Engineers claim to have created the first manufactured material that can’t be cut because it turns the force of a cutting tool back onto itself.
That sounds a bit like an advanced martial art – and the material is named Proteus after the shape-changing mythical god – but it’s actually inspired, they say, by the tough cellular skin of the grapefruit and the fracture resistant shells of molluscs.
Credit: René Vogel, Fraunhofer Institute for Machine Tools and Forming Technology
In the lightweight material, ceramic spheres are encased in a cellular aluminium structure, which in tests could not be cut by angle grinders, drills or high-pressure water jets.
The idea was developed by an international team led by Durham University, UK, and Fraunhofer Institute for Machine Tools and Forming Technology IWU in Germany.

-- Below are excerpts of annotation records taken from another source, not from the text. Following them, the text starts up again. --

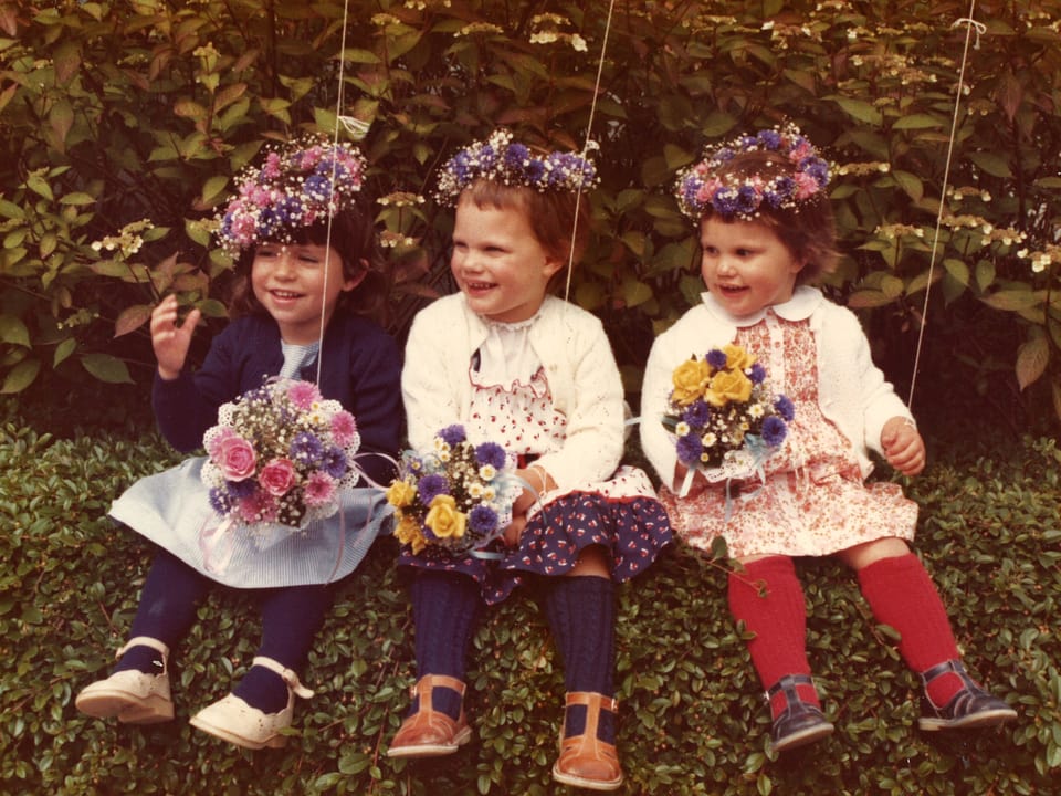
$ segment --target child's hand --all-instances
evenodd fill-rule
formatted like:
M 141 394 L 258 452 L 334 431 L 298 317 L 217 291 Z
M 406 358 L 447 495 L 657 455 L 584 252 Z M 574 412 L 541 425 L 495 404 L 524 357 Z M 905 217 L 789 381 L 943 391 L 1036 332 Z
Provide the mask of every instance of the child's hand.
M 527 510 L 543 492 L 556 489 L 556 481 L 539 465 L 532 464 L 525 470 L 516 470 L 516 478 L 523 479 L 528 485 L 523 488 L 523 492 L 512 504 L 512 522 L 505 528 L 505 545 L 508 547 L 519 546 L 519 536 L 527 525 Z
M 188 313 L 177 325 L 177 296 L 168 295 L 151 312 L 151 346 L 158 359 L 158 375 L 167 381 L 180 376 L 188 358 L 191 335 L 202 316 L 198 310 Z
M 906 418 L 894 417 L 884 423 L 881 448 L 887 463 L 903 475 L 916 475 L 925 469 L 925 441 Z

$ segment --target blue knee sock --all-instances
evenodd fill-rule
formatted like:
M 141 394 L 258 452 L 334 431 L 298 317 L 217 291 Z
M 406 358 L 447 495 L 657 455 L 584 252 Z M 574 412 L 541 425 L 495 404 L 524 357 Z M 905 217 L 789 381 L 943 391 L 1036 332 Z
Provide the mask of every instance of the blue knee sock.
M 417 679 L 445 674 L 464 681 L 468 645 L 483 604 L 479 584 L 455 573 L 420 572 L 412 582 L 412 619 L 417 628 Z M 432 708 L 456 719 L 461 695 L 452 689 L 432 692 Z M 418 700 L 410 715 L 419 710 Z
M 196 618 L 196 607 L 209 588 L 206 577 L 166 551 L 159 551 L 140 591 L 129 638 L 147 636 L 174 649 Z M 115 672 L 135 669 L 158 674 L 162 653 L 150 647 L 130 647 L 115 664 Z
M 548 587 L 545 612 L 564 660 L 567 691 L 614 693 L 616 585 L 601 577 L 558 577 Z M 581 735 L 586 706 L 567 709 L 565 734 Z M 614 716 L 601 711 L 598 737 L 614 743 Z

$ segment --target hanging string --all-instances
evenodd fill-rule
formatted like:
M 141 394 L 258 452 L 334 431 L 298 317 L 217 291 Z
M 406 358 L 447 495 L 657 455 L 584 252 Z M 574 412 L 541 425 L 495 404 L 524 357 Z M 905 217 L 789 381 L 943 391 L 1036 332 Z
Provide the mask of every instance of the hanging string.
M 616 8 L 616 0 L 608 3 L 608 19 L 605 21 L 605 38 L 600 43 L 600 59 L 597 62 L 597 80 L 593 83 L 593 98 L 589 104 L 589 119 L 586 122 L 586 140 L 582 144 L 582 157 L 588 158 L 589 149 L 593 146 L 592 130 L 593 116 L 597 114 L 597 97 L 600 96 L 600 81 L 605 72 L 605 53 L 608 51 L 608 39 L 611 34 L 611 17 Z M 578 213 L 582 202 L 582 186 L 579 184 L 575 192 L 575 220 L 571 224 L 571 248 L 567 256 L 567 279 L 564 284 L 564 300 L 570 298 L 571 271 L 575 268 L 575 235 L 578 233 Z
M 987 31 L 987 27 L 983 22 L 977 22 L 973 14 L 976 10 L 976 0 L 971 0 L 969 4 L 969 15 L 963 17 L 959 20 L 956 20 L 952 28 L 958 28 L 959 25 L 965 25 L 965 48 L 962 51 L 962 66 L 958 70 L 958 88 L 955 92 L 954 97 L 954 116 L 950 121 L 950 138 L 947 142 L 947 159 L 946 165 L 943 170 L 943 187 L 939 190 L 939 210 L 936 213 L 936 231 L 932 238 L 932 254 L 928 258 L 928 281 L 925 284 L 925 301 L 922 305 L 921 311 L 921 324 L 917 331 L 917 346 L 914 350 L 914 371 L 910 378 L 910 396 L 906 399 L 906 406 L 912 407 L 914 404 L 914 388 L 917 384 L 917 373 L 921 368 L 921 350 L 924 345 L 925 339 L 925 323 L 928 320 L 928 300 L 932 295 L 932 282 L 933 276 L 935 275 L 936 266 L 936 252 L 939 247 L 939 230 L 943 227 L 943 212 L 945 209 L 945 203 L 947 200 L 947 186 L 950 179 L 950 158 L 954 154 L 954 142 L 957 137 L 958 130 L 958 114 L 962 106 L 962 92 L 965 88 L 965 67 L 968 63 L 969 56 L 969 41 L 973 39 L 973 33 L 976 33 L 976 45 L 974 49 L 978 50 L 980 46 L 980 34 Z
M 321 327 L 317 333 L 317 375 L 316 384 L 321 384 L 321 373 L 324 367 L 324 327 L 327 323 L 326 316 L 326 305 L 324 296 L 328 294 L 328 273 L 330 272 L 332 264 L 332 220 L 335 218 L 334 208 L 337 207 L 336 196 L 335 196 L 335 178 L 338 176 L 339 170 L 339 159 L 335 157 L 334 153 L 339 145 L 339 123 L 343 119 L 343 102 L 344 93 L 346 88 L 346 78 L 345 78 L 345 66 L 346 66 L 346 29 L 347 21 L 349 20 L 350 12 L 350 0 L 345 0 L 343 3 L 343 34 L 339 39 L 339 74 L 338 74 L 338 90 L 335 95 L 335 129 L 332 133 L 332 208 L 328 212 L 328 226 L 327 231 L 324 235 L 324 283 L 321 286 L 323 293 L 321 301 Z M 363 176 L 364 180 L 364 176 Z

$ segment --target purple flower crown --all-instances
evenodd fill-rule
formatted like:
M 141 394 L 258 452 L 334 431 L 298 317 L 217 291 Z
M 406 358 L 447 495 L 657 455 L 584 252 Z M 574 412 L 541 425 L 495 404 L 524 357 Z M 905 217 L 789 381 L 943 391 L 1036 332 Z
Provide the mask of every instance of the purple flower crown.
M 351 144 L 307 137 L 273 148 L 244 170 L 221 216 L 221 248 L 237 256 L 264 241 L 291 242 L 293 230 L 346 209 L 360 191 L 365 158 Z
M 442 167 L 435 199 L 441 205 L 454 207 L 461 191 L 480 179 L 526 186 L 537 191 L 574 192 L 597 185 L 597 167 L 574 153 L 553 151 L 538 157 L 523 144 L 513 144 L 512 133 L 500 129 L 450 158 Z
M 785 174 L 768 178 L 719 176 L 723 166 L 748 151 L 777 153 Z M 798 127 L 786 125 L 705 149 L 703 160 L 679 174 L 674 196 L 681 211 L 694 221 L 700 221 L 708 208 L 726 221 L 750 221 L 763 208 L 798 211 L 801 205 L 820 199 L 827 185 L 829 164 Z

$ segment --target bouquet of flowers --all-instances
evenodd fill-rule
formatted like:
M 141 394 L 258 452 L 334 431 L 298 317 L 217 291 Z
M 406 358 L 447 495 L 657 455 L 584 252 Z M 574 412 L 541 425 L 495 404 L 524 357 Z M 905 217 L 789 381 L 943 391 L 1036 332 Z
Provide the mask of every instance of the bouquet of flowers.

And it works, they write in a paper in the journal Scientific Reports, because of a dynamic response that is more akin to living structures: the material’s evolving internal structure creates high-speed motion where it interacts with the cutting tools.

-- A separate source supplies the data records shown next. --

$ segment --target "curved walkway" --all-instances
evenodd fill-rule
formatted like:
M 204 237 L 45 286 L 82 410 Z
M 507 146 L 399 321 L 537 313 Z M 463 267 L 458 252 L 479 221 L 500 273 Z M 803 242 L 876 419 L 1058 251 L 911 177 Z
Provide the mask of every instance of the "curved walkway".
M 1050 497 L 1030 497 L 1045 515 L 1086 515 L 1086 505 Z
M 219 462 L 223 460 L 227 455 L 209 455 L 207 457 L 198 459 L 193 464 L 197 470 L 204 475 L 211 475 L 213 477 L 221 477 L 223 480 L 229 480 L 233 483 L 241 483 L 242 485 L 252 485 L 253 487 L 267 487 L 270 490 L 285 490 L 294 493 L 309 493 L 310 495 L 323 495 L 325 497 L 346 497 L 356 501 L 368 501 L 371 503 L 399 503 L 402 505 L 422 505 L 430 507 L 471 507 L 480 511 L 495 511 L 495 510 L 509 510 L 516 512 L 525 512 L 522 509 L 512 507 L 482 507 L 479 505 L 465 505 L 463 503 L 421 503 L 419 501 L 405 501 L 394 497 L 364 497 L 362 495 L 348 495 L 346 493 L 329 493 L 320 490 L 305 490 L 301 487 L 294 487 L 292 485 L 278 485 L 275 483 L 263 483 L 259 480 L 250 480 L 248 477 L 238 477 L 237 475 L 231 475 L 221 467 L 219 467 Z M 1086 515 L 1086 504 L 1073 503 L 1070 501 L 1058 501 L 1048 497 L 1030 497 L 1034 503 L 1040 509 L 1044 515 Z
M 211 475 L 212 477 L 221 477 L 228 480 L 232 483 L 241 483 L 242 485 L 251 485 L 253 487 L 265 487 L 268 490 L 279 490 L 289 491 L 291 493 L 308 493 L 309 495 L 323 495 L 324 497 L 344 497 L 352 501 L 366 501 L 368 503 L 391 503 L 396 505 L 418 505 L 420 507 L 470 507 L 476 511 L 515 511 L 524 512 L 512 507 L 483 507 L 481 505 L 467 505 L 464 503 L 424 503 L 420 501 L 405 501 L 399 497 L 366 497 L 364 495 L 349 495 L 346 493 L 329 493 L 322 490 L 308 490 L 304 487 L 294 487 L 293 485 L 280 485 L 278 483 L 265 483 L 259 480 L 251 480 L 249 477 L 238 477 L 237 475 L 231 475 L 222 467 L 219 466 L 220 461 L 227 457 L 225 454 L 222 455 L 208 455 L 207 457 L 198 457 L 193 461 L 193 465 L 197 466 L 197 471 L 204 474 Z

The interaction between the disc and ceramic sphere creates an interlocking, vibrational connection that resists the cutting tool indefinitely. The blade is gradually eroded, and eventually rendered ineffective as the force and energy of the disc or the drill is turned back on itself, and it is weakened and destroyed by its own attack.
In addition, the ceramics fragment into fine particles, which fill the cellular structure of the material and harden as the speed of the cutting tool is increased due to interatomic forces between the ceramic grains.
Water jets are ineffective because the curved surfaces of the ceramic spheres widen the jet, which substantially reduces its speed and weakens its cutting capacity.
“Essentially cutting our material is like cutting through a jelly-filled with nuggets,” says Durham’s Stefan Szyniszewski, the lead author. “If you get through the jelly you hit the nuggets and the material will vibrate in such a way that it destroys the cutting disc or drill bit.
“The ceramics embedded in this flexible material are also made of very fine particles which stiffen and resist the angle grinder or drill when you’re cutting at speed in the same way that a sandbag would resist and stop a bullet at high speed.”
And their inspiration? “We were intrigued by how the cellular structure of the grapefruit and the tiled structure of mollusc shells can prevent damage to the fruit or the creatures inside, despite being made of relatively weak organic building blocks.
“These natural structures informed the working principle of our metallic-ceramic material, which is based on dynamic interaction with the applied load, in contrast to passive resistance.”